2 circles of radius 5cm and 3cm intersect at two points and the distance between their centres is 4cm. Find the length of the common chord
Answers
Here AB= AD=5cm(radius of first circle),
BC= DC=3cm(radius of 2nd circle)
AC=4 cm as the distance between the centers.
Firstly we find the area of the △ABC by heron’s formula
i.e.

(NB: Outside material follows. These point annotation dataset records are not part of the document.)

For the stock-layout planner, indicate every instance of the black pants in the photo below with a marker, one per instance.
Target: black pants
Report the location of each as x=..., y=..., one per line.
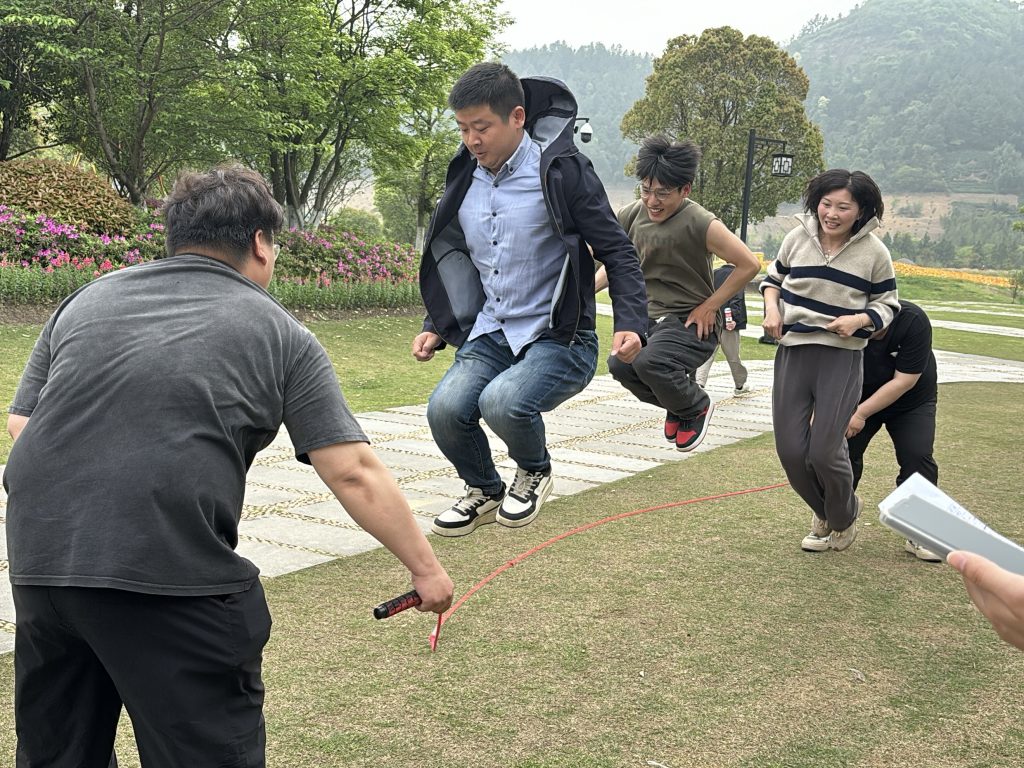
x=187, y=670
x=912, y=434
x=664, y=372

Area of △ABC =sqrt of {s.(s−a).(s−b).(s−c)}
Here s= semiperimeter = (5+3+4)/2= 6
Therefore Area of △ABC
= √{6. (6-5). (6-3). (6 -4)}
= √(6.1.3.2)
= √36)
=6
Now by SSS criteria △ADC and △ABC are congruent.(AB=AD=5, BC=DC=3, AC= common)
Now by SAS criteria △ABE and △ADE are congruent.(AB=AD, AE= common, ∠ABE=∠ADE)
Thus ∠AEB=∠AED, but since ∠AEB+∠AED=180∘, so we have ∠AEB=∠AED=90∘.
Similarly, ∠BEC=∠DEC=90∘.
Thus, we can see that BE is the height of △ABC, and DE is the height of △ADC, with base AC. So,
BD=BE+DE
=2(ABC)/AC+2(ADC)/AC
[Using formula Area of △ABC= 1/2×base×height]
=4(ABC)/4
=(ABC) [ (ABC) is the area of △ABC)
> BD= 6 cm { as (ABC)=6 calculated by heron’s formula}